The problem with the only known photo of John Ringo is that he looks like a banker. The real Johnny Ringo (as he perhaps was never called) was known as the King of The Cowboys, and possibly the defacto leader of the Clantons and McLaury Cow-boy faction across Cochise County in the early 1880s.
So, how do we illustrate that discrepancy on the cover of True West magazine? The most convincing way would be to “marry” Ringo’s face to a photograph of a period cowboy. Art Director Dan “The Man” Harshberger did a superb job of doing just that, but our editor, Stuart Rosebrook, is appalled with this because, as he puts it, “it’s ultimately a fake photo.”
My position is that it’s an illustration or depiction of what he may have looked like.

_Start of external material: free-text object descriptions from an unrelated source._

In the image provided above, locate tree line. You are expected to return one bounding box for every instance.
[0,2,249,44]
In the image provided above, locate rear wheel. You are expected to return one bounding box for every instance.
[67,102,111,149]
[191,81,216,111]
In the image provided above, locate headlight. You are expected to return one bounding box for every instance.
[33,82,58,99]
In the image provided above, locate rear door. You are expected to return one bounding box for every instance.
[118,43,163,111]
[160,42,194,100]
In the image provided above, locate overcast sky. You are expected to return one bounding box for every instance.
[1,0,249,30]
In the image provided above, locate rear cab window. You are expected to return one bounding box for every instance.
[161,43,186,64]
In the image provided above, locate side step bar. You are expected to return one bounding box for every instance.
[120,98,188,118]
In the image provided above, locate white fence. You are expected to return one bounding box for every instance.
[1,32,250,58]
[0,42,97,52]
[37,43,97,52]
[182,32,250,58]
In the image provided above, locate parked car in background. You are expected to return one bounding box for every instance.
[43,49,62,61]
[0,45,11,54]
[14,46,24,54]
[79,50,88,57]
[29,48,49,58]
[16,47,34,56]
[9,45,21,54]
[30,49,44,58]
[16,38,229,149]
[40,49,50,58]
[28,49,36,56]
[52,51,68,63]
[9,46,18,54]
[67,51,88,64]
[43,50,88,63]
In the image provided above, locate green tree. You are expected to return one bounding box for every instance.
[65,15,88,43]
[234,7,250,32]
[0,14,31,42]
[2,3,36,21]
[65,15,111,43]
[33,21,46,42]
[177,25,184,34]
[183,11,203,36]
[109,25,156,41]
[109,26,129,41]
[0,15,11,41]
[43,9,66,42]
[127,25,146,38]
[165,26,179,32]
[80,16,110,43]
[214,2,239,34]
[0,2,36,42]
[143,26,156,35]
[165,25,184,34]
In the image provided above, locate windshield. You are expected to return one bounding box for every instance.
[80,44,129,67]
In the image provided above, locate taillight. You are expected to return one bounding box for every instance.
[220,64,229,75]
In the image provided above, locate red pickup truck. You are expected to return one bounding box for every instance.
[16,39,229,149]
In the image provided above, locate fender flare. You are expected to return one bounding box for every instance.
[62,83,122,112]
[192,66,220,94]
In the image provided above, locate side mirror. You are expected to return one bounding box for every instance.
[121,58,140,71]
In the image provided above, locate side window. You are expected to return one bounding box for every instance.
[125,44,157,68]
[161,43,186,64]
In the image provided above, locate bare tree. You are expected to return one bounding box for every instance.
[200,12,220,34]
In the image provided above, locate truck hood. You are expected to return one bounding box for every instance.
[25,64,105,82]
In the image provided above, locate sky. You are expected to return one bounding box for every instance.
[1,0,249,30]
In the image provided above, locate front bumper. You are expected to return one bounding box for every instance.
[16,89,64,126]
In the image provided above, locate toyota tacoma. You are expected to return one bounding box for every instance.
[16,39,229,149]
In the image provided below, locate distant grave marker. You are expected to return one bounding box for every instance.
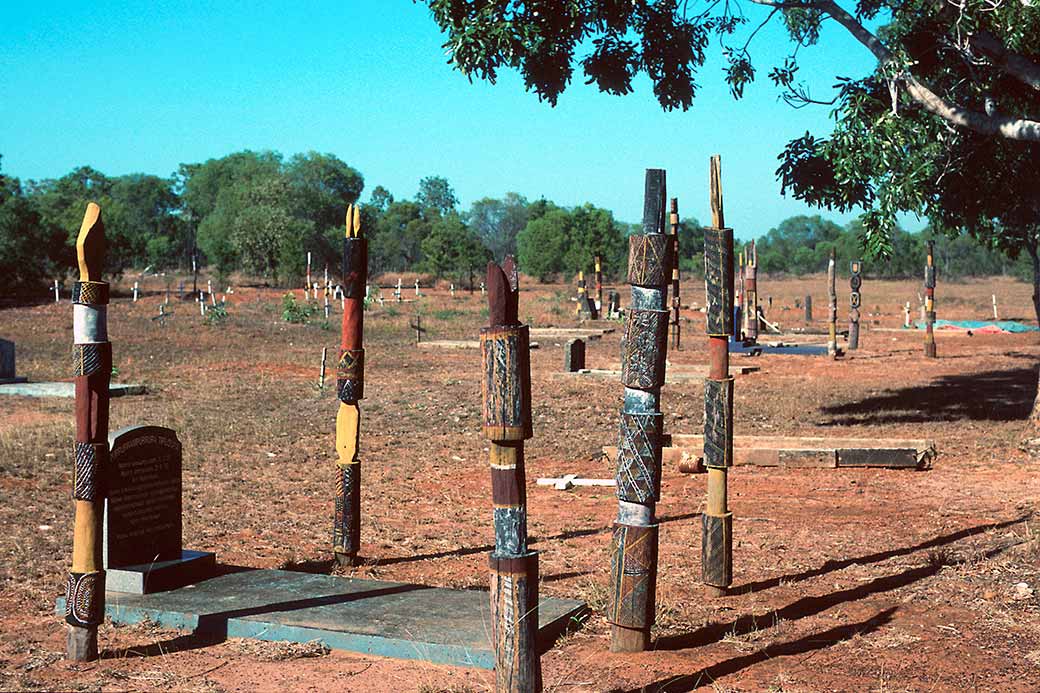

You know, as in “artistic license”?
So I asked our Historical Consultant, Paul Andrew Hutton, to weigh in and here is what he said: “Considering the current controversy over Old West photographs, the use of any photoshopped image on your cover is really calling in an air strike on your own position. A painting or a movie image are quite different from an altered image, no matter how clear you make what you are doing. It will turn up on eBay as ‘newly discovered’ and worth $50k on ‘buy it now.’ Sorry that the real image of Ringo is such a dud-spud.”
Okay, fine. We’ll go with a painting. Still, you have to admit, it’s kind of cool.
New Ringo Photo Montage Worth Zero!
This montage photo mash-up is fake and was done purely for illustrative purposes. We don’t care what it says on eBay, do not pay anything for it.